I currently have several VLANS (management for network devices, iot for smart devices, infra for security cameras and NAS, one for personal devices, anothe for guests, etc.
Currently I’m hosting a game server which is exposed to the outside world and am thinking of adding a couple more similar services.
Is it best practice to put such machines on their own isolated VLAN to minimize their attack surface?
Yes, it is generally a good idea to put internet-facing servers on a network that is separated from the local network. The point of this is not to minimize their attack surface (since they are already connected to the internet after all) but to prevent them from being used as a stepping stone for attacks on your internal network. To make this effective, you should block traffic from the internet-facing network to the rest of your network and treat it as potentially untrusted.

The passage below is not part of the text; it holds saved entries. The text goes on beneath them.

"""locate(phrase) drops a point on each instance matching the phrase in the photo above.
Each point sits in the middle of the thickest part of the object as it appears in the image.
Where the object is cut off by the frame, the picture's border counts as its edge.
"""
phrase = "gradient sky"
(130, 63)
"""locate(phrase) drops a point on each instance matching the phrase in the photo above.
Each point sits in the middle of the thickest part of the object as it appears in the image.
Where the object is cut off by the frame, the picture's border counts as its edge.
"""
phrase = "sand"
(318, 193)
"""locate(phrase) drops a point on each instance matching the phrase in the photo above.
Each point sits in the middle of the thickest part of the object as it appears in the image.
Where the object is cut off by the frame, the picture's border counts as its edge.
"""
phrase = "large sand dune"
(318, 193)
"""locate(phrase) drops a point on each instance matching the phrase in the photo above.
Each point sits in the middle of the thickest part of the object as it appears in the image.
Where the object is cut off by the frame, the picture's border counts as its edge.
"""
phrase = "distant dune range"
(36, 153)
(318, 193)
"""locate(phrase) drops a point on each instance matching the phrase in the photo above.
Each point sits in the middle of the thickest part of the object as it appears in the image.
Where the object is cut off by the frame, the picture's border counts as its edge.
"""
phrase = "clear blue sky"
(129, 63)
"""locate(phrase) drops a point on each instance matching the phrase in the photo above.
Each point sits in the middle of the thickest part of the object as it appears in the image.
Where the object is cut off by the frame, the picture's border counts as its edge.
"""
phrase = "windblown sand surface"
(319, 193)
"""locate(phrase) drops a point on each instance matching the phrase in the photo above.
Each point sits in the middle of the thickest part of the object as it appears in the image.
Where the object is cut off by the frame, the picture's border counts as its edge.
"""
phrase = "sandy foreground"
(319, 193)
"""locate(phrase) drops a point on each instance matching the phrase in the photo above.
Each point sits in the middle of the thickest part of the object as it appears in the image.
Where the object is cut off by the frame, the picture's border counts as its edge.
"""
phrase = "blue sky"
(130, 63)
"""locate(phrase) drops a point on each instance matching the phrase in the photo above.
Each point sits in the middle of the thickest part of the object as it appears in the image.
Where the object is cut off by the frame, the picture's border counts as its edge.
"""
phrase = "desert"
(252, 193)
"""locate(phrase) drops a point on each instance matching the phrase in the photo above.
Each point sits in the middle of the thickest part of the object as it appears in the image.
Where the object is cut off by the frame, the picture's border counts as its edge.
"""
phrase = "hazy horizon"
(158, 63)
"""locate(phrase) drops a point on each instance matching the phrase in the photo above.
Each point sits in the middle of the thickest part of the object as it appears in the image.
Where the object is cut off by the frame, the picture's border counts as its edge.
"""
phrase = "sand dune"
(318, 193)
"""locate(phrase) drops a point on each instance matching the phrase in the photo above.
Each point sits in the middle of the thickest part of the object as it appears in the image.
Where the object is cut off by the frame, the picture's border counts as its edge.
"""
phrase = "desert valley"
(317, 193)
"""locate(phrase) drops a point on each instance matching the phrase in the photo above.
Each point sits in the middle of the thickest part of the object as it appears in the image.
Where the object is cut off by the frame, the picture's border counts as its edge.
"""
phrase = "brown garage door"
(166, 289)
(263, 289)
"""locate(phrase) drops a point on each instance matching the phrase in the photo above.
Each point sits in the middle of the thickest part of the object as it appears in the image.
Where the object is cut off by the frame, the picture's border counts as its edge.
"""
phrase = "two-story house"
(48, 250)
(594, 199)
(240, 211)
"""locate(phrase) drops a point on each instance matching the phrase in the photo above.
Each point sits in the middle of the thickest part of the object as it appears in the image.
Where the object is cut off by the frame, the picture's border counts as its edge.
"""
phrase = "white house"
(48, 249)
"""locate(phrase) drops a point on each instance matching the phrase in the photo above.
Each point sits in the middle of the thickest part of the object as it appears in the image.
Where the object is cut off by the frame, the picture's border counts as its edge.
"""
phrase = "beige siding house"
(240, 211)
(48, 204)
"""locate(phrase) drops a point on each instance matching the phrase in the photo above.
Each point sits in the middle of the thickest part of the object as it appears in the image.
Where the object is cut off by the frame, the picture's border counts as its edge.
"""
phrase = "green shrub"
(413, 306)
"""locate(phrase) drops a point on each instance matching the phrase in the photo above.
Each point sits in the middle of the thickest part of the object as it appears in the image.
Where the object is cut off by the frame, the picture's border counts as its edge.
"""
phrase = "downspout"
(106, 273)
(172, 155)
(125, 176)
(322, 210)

The reverse is also true. The typical Windows PC is much more prone to being breached than a reasonably well managed Linux server.
Reverse Proxy as much as you can so you only have one port, I haven’t found anything I haven’t been able to even Plex, but haven’t done a game server other then minecraft.
Whitelist Geoip location, use crowdsec
I haven’t bothered with network segregation I used too but then revaluated and just realized it wasn’t worth it for me.
Removed by mod
Removed by mod
I recommend putting public-facing devices on a separate VLAN, and run as much as possible through a reverse proxy, to only have a single port open. Network monitoring is important too.